Physics-informed multi-head LSTM-based predictive-prescriptive framework for process parameter optimization in fused deposition modeling
摘要
Additive manufacturing (AM) by fused deposition modeling (FDM) is prone to dimensional errors, warpage, and residual stress due to complex thermo-mechanical interactions. We present a predictive–prescriptive framework that combines thermomechanical simulations of filament-deposition physics with a multi-head Long Short-Term Memory (LSTM) network to predict layer-wise temperatures and quality metrics (deformation, strain, stress), and to refine process parameters that minimize defects. A 64-case factorial dataset of layer height, nozzle speed, and nozzle temperature was generated via coupled transient thermal–structural analyses for experimentation. The proposed framework produces (i) multi-probe temperature forecasts; (ii) global thermo-mechanical responses; and (iii) parameter prescriptions. It achieves probe-wise temperature RMSEs of 0.13–0.17 °C, deformation errors ≤ 0.02 mm, and stress errors within 0.3 MPa on the test cases. The outputs were validated through experiments involving re-printing guided by the framework, infrared thermography, and stress–strain testing.
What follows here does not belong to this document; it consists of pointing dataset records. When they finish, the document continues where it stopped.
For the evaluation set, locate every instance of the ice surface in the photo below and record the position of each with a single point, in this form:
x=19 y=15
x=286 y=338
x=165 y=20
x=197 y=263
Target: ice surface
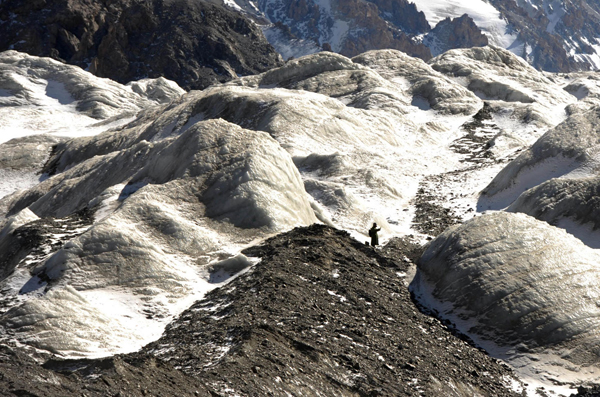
x=568 y=151
x=215 y=186
x=175 y=193
x=41 y=95
x=518 y=285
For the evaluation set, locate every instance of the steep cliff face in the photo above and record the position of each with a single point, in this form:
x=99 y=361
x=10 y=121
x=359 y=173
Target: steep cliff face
x=193 y=43
x=555 y=35
x=352 y=27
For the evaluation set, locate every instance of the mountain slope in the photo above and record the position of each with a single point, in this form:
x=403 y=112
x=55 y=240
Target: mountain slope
x=321 y=314
x=193 y=43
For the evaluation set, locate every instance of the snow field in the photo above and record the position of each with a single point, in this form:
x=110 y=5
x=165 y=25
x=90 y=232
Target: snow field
x=180 y=190
x=502 y=278
x=486 y=17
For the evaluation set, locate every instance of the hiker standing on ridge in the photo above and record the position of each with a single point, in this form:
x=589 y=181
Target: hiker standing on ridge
x=373 y=234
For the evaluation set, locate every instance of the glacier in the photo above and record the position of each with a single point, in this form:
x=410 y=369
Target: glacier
x=144 y=198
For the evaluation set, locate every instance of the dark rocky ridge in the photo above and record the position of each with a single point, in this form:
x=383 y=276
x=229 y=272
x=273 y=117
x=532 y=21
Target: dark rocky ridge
x=320 y=314
x=191 y=42
x=579 y=27
x=453 y=33
x=369 y=19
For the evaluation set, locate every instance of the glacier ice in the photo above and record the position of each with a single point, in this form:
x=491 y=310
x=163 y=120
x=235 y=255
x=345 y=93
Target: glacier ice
x=568 y=151
x=517 y=284
x=176 y=192
x=497 y=74
x=215 y=185
x=43 y=95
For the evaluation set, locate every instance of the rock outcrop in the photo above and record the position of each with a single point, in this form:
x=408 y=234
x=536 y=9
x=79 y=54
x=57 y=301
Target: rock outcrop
x=193 y=43
x=455 y=33
x=321 y=314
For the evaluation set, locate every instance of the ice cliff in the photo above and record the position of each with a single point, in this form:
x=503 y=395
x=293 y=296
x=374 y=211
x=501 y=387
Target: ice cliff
x=124 y=226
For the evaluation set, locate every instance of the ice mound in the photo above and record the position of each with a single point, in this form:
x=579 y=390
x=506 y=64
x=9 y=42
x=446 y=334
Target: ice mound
x=178 y=203
x=570 y=150
x=510 y=280
x=43 y=95
x=441 y=93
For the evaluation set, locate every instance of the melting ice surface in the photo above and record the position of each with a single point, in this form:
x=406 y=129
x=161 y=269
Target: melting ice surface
x=177 y=192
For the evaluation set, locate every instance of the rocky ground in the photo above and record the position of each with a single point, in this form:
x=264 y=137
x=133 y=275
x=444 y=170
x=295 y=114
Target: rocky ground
x=193 y=43
x=320 y=314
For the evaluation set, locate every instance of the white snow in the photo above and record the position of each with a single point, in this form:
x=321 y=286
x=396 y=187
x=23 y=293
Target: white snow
x=505 y=274
x=486 y=17
x=38 y=95
x=181 y=189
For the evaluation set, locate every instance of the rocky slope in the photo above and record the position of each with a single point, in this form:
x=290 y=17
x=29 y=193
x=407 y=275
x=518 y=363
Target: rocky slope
x=193 y=43
x=320 y=314
x=560 y=36
x=353 y=27
x=128 y=228
x=552 y=35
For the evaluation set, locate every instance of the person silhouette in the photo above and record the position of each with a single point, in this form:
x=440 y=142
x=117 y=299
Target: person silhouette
x=373 y=234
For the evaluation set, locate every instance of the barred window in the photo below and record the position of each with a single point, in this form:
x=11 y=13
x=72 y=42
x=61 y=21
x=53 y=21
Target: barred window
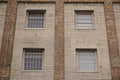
x=84 y=19
x=86 y=60
x=33 y=59
x=35 y=18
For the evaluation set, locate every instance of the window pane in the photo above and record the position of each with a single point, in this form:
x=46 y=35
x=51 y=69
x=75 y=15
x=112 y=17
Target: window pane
x=35 y=19
x=84 y=19
x=86 y=60
x=33 y=59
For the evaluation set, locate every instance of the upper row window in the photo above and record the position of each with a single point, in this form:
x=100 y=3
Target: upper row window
x=35 y=19
x=84 y=19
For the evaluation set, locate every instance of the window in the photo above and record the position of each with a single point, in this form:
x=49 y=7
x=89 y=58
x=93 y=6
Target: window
x=84 y=19
x=86 y=59
x=33 y=59
x=35 y=18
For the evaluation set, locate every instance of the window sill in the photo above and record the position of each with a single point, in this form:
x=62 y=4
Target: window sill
x=87 y=71
x=85 y=28
x=34 y=71
x=35 y=28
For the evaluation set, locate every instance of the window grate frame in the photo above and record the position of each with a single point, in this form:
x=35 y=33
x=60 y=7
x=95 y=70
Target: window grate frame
x=35 y=21
x=80 y=24
x=95 y=63
x=34 y=67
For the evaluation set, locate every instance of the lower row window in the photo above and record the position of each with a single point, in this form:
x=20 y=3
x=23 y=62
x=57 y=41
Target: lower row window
x=33 y=59
x=86 y=59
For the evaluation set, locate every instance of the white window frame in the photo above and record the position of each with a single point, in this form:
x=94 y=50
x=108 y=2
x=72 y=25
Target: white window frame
x=27 y=12
x=95 y=52
x=82 y=27
x=23 y=60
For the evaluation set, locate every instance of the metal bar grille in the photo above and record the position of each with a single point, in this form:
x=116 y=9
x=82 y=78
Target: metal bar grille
x=86 y=60
x=36 y=19
x=84 y=19
x=33 y=59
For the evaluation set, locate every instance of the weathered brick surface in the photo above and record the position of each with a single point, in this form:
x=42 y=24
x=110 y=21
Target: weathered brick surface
x=59 y=41
x=117 y=19
x=54 y=67
x=86 y=38
x=34 y=38
x=8 y=39
x=112 y=39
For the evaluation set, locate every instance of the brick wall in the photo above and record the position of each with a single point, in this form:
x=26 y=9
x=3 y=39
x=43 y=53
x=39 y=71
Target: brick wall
x=33 y=38
x=89 y=38
x=2 y=19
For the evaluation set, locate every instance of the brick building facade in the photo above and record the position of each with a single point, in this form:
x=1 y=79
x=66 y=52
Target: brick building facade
x=59 y=40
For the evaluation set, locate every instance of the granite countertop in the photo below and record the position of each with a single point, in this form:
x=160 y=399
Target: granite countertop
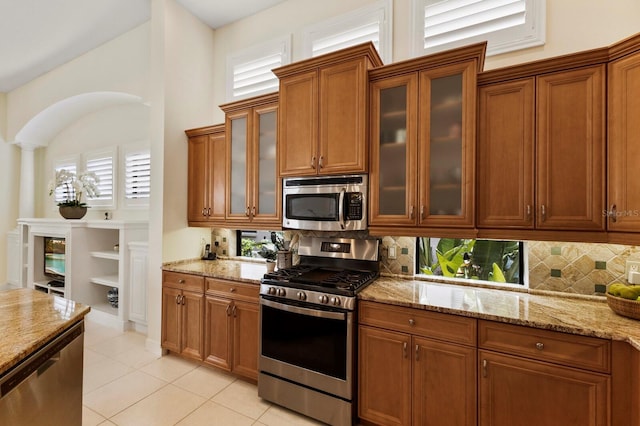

Using the refined process parameters, we observed a 21–26% reduction in residual stress during compression tests and a 11–39% decrease in total deformation. Meanwhile, infrared thermography showed temperature prediction errors of less than 3.5%. By connecting predictions with actionable parameter recommendations, this approach transforms quality assurance in fused deposition modeling from reactive inspection to proactive, physics-informed, and data-driven process parameter optimization.